It’s been a long time since I’ve been on here. Far too long. Much has been happening and more has been going on. But not a lot has bee said. Much of this, I should have written down a long time ago, but sadly haven’t had the time to get down. Excuses, excuses, excuses…
Not once did I expect to come back and be writing something like this.
But then again, I never expected to hear the news of Terry Pratchett’s death.
Despite his constant talks on the subject of death, his openness on living with Alzheimer’s and his well known support of assisted dying I still can’t process what has happened.
I mean come on – his most loved character was DEATH for christ’s sake.
Either way, news like this comes as a shock whether you like it or not. A bloody massive one at that.
Unlike most, my passion for Pratchett didn’t come from reading his beloved Discworld series, but rather his collaboration with Neil Gaiman in Good Omens. Although I don’t remember the age exactly (11/12? what is certain is that I was a young, less hairy chap back then), I do still remember receiving it as a hand-me-down from my Dad. At first I didn’t realise what treasure had been passed to me, but then I started reading.
In reality, what came from that novel was an appreciation not only for literature, but the realisation that literature can be absolutely hilarious. Never before had I found myself laughing till my sides hurt over words in a book. It’s something I’m sure that many would like to thank Pratchett for.
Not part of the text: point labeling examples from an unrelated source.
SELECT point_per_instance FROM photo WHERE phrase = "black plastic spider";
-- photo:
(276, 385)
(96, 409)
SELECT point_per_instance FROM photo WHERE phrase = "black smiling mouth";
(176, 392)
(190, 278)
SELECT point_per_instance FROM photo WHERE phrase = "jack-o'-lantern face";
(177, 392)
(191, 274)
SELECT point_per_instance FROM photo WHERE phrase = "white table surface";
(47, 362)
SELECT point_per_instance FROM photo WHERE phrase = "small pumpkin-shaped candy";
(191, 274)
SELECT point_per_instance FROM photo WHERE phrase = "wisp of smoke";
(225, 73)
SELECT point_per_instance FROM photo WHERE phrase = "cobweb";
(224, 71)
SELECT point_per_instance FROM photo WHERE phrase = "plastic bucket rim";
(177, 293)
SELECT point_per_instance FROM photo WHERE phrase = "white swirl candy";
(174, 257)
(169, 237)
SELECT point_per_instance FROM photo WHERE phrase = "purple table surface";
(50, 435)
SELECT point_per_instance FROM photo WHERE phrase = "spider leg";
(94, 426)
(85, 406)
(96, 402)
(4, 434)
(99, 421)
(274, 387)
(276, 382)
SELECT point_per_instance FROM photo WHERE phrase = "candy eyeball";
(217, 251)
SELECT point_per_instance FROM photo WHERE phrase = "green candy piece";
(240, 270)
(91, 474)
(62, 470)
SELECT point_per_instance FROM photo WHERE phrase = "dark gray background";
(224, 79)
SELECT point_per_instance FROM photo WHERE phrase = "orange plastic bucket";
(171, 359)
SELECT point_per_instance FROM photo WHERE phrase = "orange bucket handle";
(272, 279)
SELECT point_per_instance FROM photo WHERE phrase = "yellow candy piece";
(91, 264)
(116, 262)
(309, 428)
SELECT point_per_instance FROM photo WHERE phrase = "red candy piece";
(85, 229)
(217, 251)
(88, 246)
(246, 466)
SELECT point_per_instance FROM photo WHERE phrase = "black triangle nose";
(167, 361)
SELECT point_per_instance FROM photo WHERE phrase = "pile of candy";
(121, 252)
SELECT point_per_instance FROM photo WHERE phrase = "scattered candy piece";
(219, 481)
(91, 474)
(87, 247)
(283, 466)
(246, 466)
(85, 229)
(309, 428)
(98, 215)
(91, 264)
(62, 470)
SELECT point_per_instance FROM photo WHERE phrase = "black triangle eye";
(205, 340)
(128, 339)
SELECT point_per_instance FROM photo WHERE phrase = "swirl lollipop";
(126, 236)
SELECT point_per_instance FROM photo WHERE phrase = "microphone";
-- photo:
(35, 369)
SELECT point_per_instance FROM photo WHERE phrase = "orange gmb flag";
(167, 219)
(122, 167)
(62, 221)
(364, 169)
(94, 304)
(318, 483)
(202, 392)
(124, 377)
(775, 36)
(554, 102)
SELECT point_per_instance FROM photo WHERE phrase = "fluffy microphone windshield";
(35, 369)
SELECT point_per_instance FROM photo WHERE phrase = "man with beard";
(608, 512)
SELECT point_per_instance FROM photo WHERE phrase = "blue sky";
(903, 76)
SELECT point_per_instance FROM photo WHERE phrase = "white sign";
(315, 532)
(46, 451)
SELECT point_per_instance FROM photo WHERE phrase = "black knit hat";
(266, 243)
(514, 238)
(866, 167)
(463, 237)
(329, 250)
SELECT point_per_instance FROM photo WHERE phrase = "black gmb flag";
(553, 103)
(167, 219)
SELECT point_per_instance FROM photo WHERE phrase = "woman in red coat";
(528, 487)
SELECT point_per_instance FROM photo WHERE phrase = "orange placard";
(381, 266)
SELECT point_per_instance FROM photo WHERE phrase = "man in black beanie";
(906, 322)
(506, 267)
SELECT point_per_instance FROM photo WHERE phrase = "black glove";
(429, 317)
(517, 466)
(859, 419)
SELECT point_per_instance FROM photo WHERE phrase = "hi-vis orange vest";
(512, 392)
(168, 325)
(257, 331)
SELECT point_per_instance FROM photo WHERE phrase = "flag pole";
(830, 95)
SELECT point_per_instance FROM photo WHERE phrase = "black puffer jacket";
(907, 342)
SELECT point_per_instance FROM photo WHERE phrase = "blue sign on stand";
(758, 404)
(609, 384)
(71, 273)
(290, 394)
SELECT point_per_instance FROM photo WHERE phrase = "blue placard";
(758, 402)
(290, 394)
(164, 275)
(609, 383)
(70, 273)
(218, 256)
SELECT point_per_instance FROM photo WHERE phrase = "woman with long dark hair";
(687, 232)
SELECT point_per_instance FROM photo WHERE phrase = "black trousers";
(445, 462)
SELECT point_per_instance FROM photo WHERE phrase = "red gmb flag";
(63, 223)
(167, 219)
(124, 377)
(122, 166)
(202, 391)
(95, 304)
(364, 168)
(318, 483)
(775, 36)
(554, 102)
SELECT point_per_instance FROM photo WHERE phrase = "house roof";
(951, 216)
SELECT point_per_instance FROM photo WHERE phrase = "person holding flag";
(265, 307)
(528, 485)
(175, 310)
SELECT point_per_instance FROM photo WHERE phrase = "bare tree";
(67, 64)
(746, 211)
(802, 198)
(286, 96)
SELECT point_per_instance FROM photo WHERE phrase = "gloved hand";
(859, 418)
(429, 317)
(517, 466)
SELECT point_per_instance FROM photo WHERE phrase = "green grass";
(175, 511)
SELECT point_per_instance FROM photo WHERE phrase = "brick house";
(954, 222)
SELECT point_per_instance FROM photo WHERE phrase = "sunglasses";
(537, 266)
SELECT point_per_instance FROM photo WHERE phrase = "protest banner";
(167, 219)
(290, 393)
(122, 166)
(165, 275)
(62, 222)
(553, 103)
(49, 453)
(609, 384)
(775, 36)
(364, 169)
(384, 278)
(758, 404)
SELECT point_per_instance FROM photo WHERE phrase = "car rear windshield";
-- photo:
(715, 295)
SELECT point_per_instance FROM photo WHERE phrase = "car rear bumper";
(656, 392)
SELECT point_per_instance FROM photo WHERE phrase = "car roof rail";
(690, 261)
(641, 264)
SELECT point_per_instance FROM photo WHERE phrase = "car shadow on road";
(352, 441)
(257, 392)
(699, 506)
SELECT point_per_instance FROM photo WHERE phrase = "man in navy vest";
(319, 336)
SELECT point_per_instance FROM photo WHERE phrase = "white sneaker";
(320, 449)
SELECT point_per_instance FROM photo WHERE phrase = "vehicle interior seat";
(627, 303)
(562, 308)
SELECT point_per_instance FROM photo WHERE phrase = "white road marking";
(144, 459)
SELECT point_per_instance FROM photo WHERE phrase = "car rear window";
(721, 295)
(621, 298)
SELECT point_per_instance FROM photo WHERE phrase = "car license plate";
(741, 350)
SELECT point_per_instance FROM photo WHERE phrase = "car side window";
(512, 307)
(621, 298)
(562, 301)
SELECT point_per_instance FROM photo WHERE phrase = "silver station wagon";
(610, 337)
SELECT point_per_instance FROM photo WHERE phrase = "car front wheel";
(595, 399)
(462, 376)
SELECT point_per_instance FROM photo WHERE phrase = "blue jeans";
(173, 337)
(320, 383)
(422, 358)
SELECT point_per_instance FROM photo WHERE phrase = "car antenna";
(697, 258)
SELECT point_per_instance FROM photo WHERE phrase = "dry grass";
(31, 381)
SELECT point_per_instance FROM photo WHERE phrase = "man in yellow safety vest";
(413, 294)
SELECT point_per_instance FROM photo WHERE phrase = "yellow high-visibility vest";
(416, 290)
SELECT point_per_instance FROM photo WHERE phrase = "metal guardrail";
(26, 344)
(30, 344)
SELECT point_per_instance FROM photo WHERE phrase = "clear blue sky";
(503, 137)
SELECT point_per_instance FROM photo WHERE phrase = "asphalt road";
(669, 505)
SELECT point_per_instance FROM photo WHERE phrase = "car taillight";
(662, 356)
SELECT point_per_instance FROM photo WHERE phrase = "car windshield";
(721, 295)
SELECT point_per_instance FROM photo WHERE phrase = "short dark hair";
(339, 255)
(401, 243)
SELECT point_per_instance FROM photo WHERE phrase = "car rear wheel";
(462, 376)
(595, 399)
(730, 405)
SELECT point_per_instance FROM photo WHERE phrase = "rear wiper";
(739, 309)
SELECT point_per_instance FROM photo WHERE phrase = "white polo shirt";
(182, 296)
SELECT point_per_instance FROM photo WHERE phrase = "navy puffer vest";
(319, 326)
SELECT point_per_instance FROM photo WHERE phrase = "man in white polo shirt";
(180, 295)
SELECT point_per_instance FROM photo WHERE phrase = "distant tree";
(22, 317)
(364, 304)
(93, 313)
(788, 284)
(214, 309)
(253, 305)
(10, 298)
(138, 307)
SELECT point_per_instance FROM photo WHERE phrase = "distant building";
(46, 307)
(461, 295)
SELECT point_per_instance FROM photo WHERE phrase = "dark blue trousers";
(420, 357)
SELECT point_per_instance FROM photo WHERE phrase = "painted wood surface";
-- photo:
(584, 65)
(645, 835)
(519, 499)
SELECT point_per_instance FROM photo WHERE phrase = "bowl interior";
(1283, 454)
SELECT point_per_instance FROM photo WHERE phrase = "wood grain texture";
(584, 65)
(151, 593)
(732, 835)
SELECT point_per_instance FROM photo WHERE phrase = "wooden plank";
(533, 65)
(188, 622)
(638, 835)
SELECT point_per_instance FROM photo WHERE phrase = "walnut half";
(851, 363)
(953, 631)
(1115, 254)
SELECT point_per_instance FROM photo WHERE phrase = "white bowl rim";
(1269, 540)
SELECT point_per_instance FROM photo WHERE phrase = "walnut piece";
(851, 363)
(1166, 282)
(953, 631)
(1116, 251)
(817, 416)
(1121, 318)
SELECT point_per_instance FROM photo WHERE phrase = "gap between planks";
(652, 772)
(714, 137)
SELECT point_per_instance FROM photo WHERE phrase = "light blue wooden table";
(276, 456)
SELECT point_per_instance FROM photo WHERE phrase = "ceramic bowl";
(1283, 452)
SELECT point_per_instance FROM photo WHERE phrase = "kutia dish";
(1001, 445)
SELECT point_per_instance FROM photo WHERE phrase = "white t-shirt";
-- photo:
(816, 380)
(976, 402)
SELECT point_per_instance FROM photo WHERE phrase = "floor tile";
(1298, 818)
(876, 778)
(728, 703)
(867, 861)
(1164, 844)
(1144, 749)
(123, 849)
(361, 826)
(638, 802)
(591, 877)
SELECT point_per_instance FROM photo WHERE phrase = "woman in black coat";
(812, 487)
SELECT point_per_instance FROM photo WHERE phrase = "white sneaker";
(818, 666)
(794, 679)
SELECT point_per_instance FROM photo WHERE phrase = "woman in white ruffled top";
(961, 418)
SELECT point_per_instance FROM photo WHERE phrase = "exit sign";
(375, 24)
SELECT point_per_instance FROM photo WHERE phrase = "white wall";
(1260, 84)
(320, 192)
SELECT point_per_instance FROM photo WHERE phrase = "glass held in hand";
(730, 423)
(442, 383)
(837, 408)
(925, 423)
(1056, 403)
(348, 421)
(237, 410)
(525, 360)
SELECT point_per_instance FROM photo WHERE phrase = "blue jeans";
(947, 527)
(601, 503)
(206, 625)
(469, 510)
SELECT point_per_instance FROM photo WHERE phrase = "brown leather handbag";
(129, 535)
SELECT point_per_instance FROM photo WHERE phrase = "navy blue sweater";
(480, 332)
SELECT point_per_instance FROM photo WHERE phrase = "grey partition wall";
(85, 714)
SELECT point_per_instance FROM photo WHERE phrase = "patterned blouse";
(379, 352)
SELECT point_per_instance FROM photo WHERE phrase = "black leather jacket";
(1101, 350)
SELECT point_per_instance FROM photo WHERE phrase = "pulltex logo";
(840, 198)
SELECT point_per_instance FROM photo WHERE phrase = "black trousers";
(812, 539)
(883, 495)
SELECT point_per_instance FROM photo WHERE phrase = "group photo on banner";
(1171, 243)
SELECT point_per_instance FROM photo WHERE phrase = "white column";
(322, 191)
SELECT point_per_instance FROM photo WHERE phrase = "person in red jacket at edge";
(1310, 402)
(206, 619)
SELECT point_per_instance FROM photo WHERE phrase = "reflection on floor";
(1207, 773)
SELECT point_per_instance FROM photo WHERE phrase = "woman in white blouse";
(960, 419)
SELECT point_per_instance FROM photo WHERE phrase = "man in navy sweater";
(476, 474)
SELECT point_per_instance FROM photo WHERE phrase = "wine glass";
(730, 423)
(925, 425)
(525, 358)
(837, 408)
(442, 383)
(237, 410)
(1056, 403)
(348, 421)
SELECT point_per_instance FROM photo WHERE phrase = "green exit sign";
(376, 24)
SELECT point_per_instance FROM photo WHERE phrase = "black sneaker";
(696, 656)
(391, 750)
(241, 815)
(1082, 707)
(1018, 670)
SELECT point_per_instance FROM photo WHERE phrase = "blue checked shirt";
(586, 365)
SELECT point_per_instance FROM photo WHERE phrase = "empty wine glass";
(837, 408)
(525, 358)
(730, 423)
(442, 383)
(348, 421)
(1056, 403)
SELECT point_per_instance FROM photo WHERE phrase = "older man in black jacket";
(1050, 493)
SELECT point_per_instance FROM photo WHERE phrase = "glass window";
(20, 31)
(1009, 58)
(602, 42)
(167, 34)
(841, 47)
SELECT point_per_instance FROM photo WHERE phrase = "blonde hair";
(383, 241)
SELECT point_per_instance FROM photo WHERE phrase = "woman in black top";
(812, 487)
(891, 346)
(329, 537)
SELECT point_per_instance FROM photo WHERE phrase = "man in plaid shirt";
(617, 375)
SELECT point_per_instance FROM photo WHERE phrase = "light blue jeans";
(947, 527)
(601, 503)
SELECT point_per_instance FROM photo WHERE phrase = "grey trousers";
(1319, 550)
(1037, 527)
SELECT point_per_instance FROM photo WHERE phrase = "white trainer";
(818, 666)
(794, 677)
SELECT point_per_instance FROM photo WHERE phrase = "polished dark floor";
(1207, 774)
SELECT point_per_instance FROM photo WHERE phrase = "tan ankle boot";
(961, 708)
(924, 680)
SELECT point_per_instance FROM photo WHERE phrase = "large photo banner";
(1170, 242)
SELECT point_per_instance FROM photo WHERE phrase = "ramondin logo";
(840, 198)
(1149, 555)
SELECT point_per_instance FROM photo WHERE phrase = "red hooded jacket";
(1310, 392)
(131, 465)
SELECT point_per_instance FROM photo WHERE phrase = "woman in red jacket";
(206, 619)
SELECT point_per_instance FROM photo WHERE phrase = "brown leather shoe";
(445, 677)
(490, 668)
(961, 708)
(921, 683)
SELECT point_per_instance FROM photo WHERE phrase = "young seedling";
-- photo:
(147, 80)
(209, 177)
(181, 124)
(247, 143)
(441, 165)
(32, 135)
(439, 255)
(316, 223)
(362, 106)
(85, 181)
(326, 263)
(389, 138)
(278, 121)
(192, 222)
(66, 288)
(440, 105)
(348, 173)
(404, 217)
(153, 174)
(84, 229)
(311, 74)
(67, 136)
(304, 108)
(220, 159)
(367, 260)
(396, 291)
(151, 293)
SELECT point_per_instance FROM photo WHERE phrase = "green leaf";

The characters, the situations, the plot – it’s all just too good to be true. I still hope to be as cool as Crowley one day. Hell, I brought Wayfarers the other day and I’ve been wearing them (some would say like an absolute nob), come rain or shine. That’s one step closer I suppose.
I feel that what followed after reading that novel, in some small way is the moronic hairy man with an appreciation for books that you see before you. I probably wouldn’t have invested those three years in Leicester if it wasn’t for that book and the many more that followed it.
Weirdly enough, I recommended that a friend read Good Omens only a few weeks ago. I remember shouting that it was the very best book I’d ever read and he’d be a fool not to read it in quite a threatening manner. I make the same threats to you now. Go pick up your kindle and download a copy. Better still buy the thing in print. I know I will be: It’s an absolute gem.
Asides from that, I must confess I’ve read Pratchett sparingly. I’ve seen some of the television adaptions and read the odd bit here and there. But even so, this much was clear; his ability to produce emotion in his readers was something very few have and will have the tendency to do.
I audibly wept big wet splodgy tears whilst reading The Amazing Maurice and his Educated Rodents.
I was about 17 at the time.
Now I sit here, listening to his Desert Island Discs interview on BBC Radio 4 finding it hard to believe that such a strong character has headed over to the other side.
I must say that whoever runs his Twitter (I have a feeling it’s Rob Wilkins) has managed to give Pratchett the finest send-off possible and something, I’m certain, he’d approve of:
The last message is the one that I owe the title of this little dilly to. As soon as I read that last post it was back to being 17 again, but sadly there wasn’t another page in the novel to turn to.
This time Death really has taken him from us. Utter Bastard.
Well, I hope to God wherever he is, ‘Bat out of Hell’ is playing on the radio.